Вот такие объекты лучше всего создавать методом модульного проектирования.
Фотограф -
Магадан- И никто не возражает? - спросил я.
- Напротив, все в восторге, из-за этих нововведений монтаж шёл быстрее, чем шёл на Полярнинской обогатительной фабрике, чистота промывки на каждом из этапов её значительно увеличилась. Но, - сказала Дина, - я ведь хотела говорить с Вами не об этом.
- А о чём?
- Вы ведь не горный инженер, и обсуждать с вами горное конструирование бессмысленно, а я хотела поговорить с вами о том, что происходит со мной.

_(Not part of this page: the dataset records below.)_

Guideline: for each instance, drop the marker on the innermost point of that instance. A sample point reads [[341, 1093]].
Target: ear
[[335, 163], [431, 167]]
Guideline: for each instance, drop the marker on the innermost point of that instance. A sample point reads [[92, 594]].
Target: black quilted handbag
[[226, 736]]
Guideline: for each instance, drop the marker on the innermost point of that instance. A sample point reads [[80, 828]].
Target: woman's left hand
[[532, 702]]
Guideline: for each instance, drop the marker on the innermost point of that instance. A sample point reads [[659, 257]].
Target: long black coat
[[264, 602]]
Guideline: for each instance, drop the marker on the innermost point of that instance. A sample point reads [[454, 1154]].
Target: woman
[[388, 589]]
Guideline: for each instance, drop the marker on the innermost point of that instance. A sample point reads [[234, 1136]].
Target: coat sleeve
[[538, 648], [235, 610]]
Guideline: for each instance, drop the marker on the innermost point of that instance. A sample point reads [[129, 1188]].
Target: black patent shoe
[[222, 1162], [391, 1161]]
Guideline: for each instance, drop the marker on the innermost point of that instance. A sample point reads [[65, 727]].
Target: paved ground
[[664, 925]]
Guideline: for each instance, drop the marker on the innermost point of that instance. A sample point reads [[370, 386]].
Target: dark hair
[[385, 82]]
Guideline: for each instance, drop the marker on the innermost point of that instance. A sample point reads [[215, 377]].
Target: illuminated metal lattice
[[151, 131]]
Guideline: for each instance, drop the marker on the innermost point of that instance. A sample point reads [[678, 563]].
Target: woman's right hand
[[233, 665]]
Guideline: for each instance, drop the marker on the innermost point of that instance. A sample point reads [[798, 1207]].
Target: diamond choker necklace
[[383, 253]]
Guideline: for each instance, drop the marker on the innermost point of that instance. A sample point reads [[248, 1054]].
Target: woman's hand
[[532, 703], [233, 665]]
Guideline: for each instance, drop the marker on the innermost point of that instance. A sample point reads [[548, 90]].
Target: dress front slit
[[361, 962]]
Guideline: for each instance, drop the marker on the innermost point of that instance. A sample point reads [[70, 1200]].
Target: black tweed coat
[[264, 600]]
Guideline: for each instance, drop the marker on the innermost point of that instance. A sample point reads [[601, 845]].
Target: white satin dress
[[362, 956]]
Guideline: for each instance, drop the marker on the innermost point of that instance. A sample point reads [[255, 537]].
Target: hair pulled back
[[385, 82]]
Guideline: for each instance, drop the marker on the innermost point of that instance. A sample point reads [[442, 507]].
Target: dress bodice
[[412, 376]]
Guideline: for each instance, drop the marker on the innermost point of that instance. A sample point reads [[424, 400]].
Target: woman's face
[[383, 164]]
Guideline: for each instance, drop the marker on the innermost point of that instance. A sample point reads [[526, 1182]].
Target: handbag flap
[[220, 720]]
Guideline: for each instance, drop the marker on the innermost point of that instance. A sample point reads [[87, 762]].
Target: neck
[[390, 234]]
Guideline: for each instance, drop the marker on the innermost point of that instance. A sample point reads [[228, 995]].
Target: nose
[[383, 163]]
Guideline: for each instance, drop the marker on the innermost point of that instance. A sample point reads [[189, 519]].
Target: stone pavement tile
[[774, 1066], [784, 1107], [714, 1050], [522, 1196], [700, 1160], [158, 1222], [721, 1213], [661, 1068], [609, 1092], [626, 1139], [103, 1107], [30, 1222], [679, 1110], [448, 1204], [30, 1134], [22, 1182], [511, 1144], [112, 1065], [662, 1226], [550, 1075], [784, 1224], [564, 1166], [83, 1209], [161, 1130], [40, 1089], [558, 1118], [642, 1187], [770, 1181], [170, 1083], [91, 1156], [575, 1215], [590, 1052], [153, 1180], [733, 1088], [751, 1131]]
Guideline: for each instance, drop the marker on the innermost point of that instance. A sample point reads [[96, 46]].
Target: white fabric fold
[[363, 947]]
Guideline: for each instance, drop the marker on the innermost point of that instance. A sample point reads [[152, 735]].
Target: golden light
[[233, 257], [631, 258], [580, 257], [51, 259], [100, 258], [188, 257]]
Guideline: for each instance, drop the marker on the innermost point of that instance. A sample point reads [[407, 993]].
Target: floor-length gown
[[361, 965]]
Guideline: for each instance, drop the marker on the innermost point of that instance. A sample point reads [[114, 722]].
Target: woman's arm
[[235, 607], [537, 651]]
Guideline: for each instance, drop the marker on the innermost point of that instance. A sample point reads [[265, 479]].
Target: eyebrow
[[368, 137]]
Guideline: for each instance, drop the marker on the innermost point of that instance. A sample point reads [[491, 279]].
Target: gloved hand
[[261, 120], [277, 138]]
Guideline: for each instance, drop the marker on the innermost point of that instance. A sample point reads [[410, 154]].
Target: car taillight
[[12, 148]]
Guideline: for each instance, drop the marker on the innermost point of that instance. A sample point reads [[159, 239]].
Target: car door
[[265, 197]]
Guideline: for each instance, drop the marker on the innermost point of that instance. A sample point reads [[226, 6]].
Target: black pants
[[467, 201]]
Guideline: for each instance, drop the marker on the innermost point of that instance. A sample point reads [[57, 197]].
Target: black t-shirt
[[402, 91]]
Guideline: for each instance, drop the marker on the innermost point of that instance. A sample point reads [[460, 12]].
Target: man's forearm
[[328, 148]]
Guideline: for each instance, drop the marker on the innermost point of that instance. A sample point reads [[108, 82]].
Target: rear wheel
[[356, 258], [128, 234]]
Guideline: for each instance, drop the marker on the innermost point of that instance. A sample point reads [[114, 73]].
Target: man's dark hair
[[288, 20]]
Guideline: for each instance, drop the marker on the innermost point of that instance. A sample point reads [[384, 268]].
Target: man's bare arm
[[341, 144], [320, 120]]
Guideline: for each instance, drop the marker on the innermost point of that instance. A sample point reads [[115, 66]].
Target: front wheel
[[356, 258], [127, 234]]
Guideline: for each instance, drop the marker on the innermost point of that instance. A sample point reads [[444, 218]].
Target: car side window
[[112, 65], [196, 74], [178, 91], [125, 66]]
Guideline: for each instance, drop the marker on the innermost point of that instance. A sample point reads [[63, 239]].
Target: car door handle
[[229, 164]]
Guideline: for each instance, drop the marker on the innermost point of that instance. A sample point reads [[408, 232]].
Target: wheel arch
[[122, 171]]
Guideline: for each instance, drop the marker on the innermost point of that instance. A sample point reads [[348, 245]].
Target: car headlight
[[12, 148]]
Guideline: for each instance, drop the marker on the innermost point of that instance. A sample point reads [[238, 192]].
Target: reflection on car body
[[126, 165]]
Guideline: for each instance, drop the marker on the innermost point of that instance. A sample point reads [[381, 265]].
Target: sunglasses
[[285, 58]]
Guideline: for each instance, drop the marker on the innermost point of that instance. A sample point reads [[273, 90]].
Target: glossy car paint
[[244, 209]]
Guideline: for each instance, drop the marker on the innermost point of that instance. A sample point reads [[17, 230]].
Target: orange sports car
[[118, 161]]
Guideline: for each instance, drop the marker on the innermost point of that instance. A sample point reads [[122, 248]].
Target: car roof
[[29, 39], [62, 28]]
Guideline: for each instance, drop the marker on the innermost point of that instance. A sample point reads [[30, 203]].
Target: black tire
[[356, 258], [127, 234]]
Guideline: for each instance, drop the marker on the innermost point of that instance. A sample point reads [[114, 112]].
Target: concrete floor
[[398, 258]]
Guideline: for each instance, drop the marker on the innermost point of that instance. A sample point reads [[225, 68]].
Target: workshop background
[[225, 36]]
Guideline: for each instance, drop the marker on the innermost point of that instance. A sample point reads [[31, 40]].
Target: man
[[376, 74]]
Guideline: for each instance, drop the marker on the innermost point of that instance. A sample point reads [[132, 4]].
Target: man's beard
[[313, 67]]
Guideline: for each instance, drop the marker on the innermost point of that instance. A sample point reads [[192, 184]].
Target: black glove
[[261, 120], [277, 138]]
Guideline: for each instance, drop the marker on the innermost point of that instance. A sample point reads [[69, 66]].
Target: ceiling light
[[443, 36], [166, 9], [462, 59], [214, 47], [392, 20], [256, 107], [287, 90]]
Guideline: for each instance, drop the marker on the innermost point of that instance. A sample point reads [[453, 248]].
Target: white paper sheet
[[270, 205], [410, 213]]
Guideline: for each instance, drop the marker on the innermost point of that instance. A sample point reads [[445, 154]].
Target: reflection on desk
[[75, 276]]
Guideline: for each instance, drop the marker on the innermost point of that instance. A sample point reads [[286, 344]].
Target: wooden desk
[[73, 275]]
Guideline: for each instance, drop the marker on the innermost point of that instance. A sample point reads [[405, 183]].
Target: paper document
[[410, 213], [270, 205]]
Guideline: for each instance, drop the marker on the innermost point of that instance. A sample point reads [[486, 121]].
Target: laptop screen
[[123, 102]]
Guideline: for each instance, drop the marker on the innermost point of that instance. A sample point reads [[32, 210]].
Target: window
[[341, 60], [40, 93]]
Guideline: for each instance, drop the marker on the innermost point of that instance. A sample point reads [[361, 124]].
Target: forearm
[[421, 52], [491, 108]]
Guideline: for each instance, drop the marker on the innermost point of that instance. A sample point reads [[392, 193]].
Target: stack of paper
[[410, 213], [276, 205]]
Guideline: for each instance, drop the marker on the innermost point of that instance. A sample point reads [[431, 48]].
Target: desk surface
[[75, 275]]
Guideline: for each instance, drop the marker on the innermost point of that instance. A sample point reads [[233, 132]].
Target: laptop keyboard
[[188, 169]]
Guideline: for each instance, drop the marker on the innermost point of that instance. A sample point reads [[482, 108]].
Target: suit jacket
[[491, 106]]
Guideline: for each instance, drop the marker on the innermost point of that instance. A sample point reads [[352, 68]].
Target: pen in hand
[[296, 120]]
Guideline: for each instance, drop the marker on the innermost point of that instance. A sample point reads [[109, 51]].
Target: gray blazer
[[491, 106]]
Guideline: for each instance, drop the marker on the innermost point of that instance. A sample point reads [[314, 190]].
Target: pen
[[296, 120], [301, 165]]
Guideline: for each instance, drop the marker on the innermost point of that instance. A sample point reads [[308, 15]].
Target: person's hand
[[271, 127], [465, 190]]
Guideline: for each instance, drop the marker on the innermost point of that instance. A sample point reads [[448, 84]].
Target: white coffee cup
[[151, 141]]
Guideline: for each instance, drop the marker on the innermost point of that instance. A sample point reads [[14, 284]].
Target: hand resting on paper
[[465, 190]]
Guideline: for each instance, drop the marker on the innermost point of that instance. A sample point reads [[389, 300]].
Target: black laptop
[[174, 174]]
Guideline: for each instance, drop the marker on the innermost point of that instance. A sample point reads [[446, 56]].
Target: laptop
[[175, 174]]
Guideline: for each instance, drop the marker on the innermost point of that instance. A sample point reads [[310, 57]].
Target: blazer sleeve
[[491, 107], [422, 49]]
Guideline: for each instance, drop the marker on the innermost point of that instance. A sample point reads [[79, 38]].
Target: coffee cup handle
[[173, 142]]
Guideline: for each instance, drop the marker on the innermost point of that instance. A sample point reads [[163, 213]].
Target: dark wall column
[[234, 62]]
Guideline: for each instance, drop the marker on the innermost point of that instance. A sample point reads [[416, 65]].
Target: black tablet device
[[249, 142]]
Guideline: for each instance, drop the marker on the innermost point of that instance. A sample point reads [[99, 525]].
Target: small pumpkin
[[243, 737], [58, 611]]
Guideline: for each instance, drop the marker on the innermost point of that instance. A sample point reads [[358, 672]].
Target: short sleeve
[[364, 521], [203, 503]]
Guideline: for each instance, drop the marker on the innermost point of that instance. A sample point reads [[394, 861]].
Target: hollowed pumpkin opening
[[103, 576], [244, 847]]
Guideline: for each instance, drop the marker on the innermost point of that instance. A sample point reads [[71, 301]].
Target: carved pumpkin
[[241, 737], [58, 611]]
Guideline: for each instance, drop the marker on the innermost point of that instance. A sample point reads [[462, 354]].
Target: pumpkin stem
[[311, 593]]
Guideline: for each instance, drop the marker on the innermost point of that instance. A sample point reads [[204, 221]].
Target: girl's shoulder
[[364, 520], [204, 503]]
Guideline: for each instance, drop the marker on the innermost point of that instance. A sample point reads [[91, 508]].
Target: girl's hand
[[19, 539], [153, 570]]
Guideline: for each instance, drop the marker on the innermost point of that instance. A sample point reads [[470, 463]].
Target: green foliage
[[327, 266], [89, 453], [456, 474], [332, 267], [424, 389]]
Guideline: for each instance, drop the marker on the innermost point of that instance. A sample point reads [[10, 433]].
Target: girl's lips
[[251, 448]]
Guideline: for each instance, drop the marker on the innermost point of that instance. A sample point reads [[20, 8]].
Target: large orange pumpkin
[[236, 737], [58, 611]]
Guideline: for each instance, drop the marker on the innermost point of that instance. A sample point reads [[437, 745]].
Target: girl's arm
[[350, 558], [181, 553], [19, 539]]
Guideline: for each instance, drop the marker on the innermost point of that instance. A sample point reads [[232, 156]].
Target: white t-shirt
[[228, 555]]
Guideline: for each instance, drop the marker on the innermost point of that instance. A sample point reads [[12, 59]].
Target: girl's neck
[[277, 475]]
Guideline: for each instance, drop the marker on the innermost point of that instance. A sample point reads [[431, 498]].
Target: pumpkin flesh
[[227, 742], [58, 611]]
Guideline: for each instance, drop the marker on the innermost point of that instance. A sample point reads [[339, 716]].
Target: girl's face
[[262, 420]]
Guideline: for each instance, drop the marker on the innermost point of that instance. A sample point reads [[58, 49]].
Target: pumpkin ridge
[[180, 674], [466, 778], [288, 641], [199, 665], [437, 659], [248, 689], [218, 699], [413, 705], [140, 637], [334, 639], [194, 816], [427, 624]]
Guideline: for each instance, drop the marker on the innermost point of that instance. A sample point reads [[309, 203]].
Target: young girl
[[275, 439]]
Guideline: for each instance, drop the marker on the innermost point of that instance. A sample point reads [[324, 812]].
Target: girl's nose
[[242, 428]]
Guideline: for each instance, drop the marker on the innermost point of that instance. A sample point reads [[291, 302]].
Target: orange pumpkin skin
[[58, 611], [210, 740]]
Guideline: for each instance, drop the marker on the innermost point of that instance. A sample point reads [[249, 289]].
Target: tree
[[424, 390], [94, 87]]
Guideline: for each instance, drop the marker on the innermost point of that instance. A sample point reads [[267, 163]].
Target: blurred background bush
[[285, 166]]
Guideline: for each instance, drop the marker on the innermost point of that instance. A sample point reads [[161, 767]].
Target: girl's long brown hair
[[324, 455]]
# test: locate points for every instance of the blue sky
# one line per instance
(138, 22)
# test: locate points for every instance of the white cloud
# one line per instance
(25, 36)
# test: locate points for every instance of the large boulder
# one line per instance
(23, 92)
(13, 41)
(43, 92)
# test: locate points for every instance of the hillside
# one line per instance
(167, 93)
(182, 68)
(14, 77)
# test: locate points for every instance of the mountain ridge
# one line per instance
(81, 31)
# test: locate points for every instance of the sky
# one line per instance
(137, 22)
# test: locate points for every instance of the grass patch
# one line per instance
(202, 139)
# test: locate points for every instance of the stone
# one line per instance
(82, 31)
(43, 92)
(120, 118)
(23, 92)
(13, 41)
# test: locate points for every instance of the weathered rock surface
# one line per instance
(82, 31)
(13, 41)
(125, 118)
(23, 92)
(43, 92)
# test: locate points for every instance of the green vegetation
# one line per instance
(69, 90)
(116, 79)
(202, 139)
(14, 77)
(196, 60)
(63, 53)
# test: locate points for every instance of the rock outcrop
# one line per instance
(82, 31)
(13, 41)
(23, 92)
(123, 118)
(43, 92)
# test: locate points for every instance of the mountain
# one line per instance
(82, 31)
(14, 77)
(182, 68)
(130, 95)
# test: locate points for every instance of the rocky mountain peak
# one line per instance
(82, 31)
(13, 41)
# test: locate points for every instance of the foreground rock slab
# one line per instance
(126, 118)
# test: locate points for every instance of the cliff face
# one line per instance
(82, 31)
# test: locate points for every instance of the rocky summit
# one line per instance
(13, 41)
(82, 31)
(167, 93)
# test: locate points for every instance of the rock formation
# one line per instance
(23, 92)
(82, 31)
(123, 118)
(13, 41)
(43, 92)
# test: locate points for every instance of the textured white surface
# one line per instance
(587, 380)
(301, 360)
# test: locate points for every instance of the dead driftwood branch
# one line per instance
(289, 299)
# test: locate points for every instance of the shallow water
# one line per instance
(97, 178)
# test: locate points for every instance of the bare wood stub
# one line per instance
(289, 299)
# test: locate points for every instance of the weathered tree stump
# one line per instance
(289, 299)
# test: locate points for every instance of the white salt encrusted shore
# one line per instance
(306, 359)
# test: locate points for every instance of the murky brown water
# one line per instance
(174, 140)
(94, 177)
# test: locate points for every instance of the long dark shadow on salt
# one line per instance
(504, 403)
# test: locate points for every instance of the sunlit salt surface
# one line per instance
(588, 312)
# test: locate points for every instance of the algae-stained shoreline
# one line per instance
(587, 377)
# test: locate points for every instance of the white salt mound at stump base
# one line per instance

- И что же с вами происходит?
- Я всегда была очень спокойным, трезвым и выдержанным человеком. Я практически не испытывала усталости, я не знала, что это такое.
- А теперь?
- А теперь, может быть не без основания, у меня появилось ощущение постоянной угрозы. Иногда оно еле заметно, иногда становится настолько сильным, что я всерьёз обдумываю пути спасения. Примерно с середины дня я перестаю работать. Я могу имитировать деятельность, но она непродуктивна и в такой деятельности нет смысла. Мне стало очень трудно принимать решения. Сопоставляя варианты решений, я в каждом из них вижу негативные аспекты, из-за которых от этого решения следует воздержаться. Но какое-то решение я принять, всё-таки, должна, я не в санатории, я на очень трудной работе.
- И что же вы делаете с невозможностью принять решение?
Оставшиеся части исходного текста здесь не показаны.